Punto de Encuentro. Sábado 24 de Octubre
Los contrastes suelen arrojar claridad. También distancias y distinciones. Fue lo que sucedió en el arranque de Punto de Encuentro entre un corto y un largo. Diferencia de metraje, pero también de concisión, de claridad de objetivos, de conciencia narrativa. En ‘Stutterer’ el debutante Benjamin Cleary solo disponía de trece minutos para contar la dramática historia del chico tartamudo que no logra decir dos palabras seguidas; salvo en el ordenador, donde su escritura fluye que se las pela, sobre todo cuando intercambia mensajes con su pareja digital. El resto queda dentro de su cabeza, servido por una indiscreta voz que nos revela sus pensamientos. El forcejeo se tensa cuando su chica le pide un encuentro de verdad. Una historia bien llevada y mejor interpretada, ajustada a la anécdota, con los lógicos homenajes del principiante que quiere mostrar sus amores (desde ‘Franny and Zooey’ de Salinger, delicado regalo para la chica, hasta su lectura de cabecera, ‘At Swim-Two-Birds’ de Flann O’Brien, tan irlandesa como el director). Ganar en trece minutos la emoción del espectador no es poco, y los aplausos finales lo corroboraron.

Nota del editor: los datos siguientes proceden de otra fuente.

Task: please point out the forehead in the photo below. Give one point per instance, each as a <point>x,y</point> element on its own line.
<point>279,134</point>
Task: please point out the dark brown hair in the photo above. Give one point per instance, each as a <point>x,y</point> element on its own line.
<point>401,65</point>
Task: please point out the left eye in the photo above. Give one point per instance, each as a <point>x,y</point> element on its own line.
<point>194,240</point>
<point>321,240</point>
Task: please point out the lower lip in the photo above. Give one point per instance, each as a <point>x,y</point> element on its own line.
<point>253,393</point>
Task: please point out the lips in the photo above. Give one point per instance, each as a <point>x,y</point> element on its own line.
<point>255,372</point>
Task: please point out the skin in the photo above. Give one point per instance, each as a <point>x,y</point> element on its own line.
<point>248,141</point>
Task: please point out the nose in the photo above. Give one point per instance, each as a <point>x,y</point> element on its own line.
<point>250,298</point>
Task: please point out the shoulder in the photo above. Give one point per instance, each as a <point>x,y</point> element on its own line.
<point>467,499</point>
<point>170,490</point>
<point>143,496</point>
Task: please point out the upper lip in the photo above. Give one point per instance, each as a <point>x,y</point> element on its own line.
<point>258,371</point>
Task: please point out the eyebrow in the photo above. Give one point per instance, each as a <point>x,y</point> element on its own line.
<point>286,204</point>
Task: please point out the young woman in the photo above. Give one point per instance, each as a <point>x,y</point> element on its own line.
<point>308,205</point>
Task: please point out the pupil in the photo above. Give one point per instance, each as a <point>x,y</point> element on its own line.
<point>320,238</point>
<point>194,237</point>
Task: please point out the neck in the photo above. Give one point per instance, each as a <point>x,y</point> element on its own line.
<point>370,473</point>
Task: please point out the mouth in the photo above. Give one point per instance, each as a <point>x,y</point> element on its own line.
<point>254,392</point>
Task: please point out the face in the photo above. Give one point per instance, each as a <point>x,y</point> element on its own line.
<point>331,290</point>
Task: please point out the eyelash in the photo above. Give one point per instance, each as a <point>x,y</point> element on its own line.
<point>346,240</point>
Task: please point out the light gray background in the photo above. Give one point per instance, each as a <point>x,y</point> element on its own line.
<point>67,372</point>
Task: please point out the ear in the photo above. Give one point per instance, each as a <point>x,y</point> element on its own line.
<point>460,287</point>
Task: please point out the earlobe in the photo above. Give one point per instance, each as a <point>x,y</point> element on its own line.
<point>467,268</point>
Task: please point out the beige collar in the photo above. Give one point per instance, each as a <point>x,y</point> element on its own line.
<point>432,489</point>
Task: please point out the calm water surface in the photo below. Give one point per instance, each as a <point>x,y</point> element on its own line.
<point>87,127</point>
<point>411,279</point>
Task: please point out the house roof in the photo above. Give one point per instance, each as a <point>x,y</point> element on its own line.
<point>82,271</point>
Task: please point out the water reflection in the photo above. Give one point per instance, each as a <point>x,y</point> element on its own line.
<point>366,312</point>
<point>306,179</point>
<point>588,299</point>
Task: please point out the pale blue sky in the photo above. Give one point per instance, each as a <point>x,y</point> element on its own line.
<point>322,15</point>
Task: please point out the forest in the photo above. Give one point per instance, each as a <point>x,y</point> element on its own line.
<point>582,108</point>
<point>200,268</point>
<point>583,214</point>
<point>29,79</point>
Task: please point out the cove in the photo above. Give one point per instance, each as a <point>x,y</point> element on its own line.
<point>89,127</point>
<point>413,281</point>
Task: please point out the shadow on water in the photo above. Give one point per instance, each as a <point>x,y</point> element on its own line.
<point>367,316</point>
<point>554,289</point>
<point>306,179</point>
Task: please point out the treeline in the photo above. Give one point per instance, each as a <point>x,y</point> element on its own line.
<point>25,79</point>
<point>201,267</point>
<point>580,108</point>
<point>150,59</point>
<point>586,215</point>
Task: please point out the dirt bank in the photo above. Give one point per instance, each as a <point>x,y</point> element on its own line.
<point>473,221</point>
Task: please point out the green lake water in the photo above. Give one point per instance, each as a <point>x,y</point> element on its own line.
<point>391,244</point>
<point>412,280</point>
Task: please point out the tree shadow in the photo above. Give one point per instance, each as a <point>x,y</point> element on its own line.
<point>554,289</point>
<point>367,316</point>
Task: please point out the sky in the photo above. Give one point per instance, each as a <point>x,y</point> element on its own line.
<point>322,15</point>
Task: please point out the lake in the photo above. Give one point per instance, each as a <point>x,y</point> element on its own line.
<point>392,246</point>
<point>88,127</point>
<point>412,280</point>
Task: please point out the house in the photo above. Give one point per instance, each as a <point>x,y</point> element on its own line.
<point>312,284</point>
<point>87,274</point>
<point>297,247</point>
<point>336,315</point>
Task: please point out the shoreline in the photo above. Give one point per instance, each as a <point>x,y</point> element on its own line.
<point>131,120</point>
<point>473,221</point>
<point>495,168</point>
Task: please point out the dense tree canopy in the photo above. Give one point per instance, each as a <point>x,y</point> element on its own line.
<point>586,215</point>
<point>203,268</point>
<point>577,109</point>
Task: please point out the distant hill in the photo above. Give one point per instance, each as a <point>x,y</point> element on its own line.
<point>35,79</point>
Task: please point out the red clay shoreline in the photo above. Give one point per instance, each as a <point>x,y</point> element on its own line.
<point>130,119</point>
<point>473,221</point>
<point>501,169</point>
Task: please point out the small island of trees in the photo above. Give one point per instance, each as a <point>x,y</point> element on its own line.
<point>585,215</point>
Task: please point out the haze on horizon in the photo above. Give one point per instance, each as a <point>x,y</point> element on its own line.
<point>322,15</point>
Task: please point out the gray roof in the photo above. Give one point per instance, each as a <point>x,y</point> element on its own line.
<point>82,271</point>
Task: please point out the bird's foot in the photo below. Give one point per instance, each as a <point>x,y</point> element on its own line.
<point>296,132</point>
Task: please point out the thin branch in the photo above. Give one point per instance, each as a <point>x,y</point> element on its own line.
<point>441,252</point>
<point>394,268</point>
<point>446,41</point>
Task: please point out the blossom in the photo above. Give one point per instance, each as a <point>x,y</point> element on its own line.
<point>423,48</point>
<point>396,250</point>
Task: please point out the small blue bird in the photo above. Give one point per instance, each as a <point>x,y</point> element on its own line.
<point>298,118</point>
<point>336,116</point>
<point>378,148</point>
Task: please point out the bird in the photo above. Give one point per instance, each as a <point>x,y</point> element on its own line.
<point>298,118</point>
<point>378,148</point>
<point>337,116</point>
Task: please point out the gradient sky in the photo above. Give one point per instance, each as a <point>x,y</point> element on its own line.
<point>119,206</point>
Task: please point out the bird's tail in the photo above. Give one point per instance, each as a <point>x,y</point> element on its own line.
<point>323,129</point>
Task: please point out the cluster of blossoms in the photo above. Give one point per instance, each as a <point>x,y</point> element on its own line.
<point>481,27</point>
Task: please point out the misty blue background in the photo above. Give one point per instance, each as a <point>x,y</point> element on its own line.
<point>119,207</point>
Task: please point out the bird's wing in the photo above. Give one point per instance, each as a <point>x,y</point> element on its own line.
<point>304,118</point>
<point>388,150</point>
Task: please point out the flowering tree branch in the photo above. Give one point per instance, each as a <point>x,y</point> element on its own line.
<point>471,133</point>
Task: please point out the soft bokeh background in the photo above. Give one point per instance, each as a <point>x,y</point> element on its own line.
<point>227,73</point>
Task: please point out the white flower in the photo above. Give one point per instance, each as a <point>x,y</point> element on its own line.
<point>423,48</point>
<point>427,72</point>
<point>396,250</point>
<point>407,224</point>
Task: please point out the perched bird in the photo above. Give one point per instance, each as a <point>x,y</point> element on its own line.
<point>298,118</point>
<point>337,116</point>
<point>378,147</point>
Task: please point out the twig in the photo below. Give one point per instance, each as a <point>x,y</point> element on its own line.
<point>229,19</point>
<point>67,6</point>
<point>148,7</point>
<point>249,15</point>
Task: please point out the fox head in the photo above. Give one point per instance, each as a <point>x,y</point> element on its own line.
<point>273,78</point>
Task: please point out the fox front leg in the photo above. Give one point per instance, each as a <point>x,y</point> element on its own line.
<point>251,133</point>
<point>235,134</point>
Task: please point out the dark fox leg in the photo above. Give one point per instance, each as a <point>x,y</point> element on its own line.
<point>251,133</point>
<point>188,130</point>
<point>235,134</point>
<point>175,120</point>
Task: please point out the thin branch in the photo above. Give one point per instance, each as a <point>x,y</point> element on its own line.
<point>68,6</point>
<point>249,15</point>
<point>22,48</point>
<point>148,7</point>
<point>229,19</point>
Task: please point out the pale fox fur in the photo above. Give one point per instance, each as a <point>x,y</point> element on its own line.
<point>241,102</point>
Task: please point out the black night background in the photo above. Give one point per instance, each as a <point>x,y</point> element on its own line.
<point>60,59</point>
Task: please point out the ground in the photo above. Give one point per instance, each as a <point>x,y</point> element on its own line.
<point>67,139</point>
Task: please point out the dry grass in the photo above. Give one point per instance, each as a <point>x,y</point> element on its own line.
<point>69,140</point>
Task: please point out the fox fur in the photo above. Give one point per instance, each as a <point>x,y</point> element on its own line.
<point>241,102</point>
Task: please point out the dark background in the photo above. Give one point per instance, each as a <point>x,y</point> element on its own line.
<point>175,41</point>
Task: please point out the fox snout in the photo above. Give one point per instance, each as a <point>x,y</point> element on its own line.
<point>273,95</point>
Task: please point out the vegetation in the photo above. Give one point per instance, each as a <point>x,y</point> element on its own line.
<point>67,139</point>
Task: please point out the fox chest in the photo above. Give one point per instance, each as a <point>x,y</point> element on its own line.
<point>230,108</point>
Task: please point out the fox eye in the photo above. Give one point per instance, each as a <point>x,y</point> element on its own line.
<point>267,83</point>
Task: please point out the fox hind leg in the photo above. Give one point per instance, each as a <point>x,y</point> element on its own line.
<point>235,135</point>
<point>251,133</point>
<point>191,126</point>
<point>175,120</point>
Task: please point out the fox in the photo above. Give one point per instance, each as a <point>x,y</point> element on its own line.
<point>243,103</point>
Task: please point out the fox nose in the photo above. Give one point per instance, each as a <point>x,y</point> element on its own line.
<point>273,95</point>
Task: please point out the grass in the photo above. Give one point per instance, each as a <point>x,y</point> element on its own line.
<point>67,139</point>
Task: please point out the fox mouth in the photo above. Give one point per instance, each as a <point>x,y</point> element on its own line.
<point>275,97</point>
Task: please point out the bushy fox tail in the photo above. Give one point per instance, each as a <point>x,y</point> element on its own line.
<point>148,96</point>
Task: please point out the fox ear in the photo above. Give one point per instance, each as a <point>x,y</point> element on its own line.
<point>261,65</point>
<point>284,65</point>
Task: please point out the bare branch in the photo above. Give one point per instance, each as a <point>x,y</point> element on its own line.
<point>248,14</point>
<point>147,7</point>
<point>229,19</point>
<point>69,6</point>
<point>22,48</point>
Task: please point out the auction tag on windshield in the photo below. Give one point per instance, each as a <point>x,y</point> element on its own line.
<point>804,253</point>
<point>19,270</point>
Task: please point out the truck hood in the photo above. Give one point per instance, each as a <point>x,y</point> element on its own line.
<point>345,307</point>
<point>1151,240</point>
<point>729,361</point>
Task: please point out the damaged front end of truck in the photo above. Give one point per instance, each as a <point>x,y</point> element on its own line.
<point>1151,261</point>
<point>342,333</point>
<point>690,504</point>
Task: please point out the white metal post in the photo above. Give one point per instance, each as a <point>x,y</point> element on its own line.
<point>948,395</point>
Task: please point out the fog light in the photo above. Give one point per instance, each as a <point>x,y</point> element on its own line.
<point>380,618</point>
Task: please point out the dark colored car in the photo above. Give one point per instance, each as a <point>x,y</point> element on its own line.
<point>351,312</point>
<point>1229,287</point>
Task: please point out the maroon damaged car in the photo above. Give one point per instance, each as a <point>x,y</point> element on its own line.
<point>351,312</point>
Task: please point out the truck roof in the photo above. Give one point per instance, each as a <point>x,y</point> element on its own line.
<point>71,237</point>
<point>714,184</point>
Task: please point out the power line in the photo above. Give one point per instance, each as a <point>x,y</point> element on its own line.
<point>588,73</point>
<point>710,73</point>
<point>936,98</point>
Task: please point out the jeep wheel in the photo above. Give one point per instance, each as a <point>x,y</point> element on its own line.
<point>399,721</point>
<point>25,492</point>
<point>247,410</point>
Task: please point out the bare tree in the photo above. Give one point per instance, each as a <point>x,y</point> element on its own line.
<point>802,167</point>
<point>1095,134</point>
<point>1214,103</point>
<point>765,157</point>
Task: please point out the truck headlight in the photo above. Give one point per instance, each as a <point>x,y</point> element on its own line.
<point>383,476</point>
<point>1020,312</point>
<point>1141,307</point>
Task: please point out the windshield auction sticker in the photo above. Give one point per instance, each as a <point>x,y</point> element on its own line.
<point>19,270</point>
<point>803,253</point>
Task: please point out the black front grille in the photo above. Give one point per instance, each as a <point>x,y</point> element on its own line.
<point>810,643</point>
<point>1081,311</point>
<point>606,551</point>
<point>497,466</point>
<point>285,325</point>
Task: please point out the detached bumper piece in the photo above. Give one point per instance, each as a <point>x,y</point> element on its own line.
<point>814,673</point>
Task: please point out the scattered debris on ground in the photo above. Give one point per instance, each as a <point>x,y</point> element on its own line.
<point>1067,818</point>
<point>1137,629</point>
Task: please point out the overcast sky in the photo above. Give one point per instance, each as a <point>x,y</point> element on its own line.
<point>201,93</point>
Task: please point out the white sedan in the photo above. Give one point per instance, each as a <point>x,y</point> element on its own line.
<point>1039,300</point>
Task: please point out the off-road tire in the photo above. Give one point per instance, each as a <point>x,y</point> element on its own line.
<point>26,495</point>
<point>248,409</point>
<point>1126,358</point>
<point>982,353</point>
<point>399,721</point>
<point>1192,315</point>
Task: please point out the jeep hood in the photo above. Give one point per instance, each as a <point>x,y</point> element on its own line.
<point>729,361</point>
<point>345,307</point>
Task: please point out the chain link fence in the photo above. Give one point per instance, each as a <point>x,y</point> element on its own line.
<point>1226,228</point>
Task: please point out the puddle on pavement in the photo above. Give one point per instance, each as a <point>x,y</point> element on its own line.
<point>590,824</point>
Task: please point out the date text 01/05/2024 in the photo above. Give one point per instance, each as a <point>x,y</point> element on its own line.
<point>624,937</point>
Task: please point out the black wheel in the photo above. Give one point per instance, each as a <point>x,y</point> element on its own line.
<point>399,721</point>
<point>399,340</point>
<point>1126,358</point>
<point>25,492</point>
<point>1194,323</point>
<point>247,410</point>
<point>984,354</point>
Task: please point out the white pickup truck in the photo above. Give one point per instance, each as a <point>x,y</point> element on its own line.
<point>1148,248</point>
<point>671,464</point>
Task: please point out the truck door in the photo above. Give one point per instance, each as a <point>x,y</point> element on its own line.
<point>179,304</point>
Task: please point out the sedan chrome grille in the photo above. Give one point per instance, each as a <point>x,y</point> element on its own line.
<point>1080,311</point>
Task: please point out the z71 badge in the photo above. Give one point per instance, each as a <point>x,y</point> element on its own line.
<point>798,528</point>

La antítesis vino con ‘Princess’, de la israelí Tali Shalom Ezer, más bregada que su compañero de sesión en mediometrajes y documentales anteriores. Cuál es su argumento, qué cuenta, o bien qué quiere contar. Buena pregunta, que hay que dirigir hacia esa zona oscura y no muy cinematográfica de la psicología de los personajes, del pozo de los sentimientos, del alma de la culpabilidad y la experiencia. Si ese es un terreno pantanoso, el lodazal se espesa mucho más cuando la protagonista es una chica que está atravesando el paso decisivo de la infancia a la adolescencia, llegada del período incluido. Narrar esa edad insegura necesita de acompañantes que enmarquen las situaciones, que ayuden un poco en el naufragio. Pero la directora israelí insiste en la rareza. La niña-adolescente Adar vive rodeada de una madre desatenta y disparatada, y de un padrastro que une a las maldades establecidas por los cuentos infantiles un estado de lujuria inagotable, facilitada por el benévolo clima mediterráneo que le tiene siempre en ropa interior. Un cuarto protagonista se instala en la casa, un muchacho ambiguo que a veces parece más una proyección fantasmática que un visitante real, y que aumenta el desasosiego.
Con esos mimbres se hace difícil tejer una narración. Las escenas, ocupadas por conflictos repetitivos, se suceden sin que el espectador pueda agarrarse a alguna claridad, caminar hacia algo parecido a un desenlace. La cámara se empeña en primeros planos que indaguen detrás de los rostros, en las inaccesibles mentes, y una machacona música de sintetizador con rasgueos de guitarra busca una atmósfera densa que es más bien parálisis. Los noventa minutos se hacen eternos. Un silencio cansado pero liberador acogió el final de la película.